Trabajar gratis: la moda

El otro día hablaba yo con un amigo informático… Hago un inciso desde ya para decir que estábamos hablando de verdad y que no me lo tiré. No, lo digo porque hay quienes piensan que los gays no sabemos hablar, sólo follamos por las esquinas, ¿sabes, tía? Es que tenemos un comportamiento de lo más inadecuado. Qué barbaridad, yo me he tenido que equivocar, que resulta que según ciertas fuentes los mariquitusos únicamente copulan como conejos. Y yo aquí preocupándome por cosas como mi familia, mis amigos o intentar ganarme la vida. Si es que soy un pardillo de primera…
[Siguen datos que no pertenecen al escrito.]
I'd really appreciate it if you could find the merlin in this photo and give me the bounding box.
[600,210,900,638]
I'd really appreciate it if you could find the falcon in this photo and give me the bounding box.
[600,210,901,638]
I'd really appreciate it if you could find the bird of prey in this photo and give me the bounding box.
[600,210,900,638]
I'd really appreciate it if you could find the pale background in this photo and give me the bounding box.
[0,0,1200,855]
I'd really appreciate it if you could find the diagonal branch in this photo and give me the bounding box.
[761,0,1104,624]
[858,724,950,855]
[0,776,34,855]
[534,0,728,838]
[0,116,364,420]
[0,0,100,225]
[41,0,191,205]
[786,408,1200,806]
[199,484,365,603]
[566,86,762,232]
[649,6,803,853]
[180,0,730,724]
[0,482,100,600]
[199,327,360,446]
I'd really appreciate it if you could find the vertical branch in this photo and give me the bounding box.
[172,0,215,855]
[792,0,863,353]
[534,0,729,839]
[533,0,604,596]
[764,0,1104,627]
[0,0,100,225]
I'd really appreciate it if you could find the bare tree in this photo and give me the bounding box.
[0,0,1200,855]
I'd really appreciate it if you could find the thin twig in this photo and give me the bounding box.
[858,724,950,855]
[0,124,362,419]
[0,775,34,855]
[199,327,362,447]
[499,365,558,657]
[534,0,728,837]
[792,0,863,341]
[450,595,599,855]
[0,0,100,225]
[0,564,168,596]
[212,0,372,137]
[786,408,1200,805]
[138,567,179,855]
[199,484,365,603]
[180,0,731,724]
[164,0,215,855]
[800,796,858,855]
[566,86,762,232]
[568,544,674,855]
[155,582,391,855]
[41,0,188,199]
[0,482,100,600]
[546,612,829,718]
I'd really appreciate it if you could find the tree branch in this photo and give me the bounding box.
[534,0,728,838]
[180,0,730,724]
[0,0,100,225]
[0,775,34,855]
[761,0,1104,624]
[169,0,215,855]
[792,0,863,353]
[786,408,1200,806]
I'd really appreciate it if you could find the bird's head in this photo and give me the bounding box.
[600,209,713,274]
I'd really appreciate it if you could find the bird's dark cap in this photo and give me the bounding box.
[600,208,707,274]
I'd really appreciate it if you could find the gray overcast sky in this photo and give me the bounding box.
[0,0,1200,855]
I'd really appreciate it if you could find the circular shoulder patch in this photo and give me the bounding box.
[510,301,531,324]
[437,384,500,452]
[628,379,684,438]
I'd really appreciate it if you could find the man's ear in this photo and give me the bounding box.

Empecemos de nuevo. Sí, va a ser lo mejor.

El otro día hablaba yo con un amigo informático sobre eso que se ha puesto tan de moda y que no es otra cosa que trabajar gratis. Mi amigo, claro está, manifestaba que estaba hasta el cojón izquierdo de que la gente le pidiera arreglitos en sus ordenadores e impresoras en base a su carrera. Y es que, ya se sabe, que es abrir la boca para decir que eres informático y te salen como quince problemillas de nada (bah, tonterías que solucionas tú en un momento) de alguien que, te conozca o no, se cree que tiene la potestad y autoridad suficiente como para abusar de ti y que soluciones mediante la ingeniosa y compleja técnica del “by the face” (por la cara, vamos) sus avatares en el maravilloso mundo de la informática.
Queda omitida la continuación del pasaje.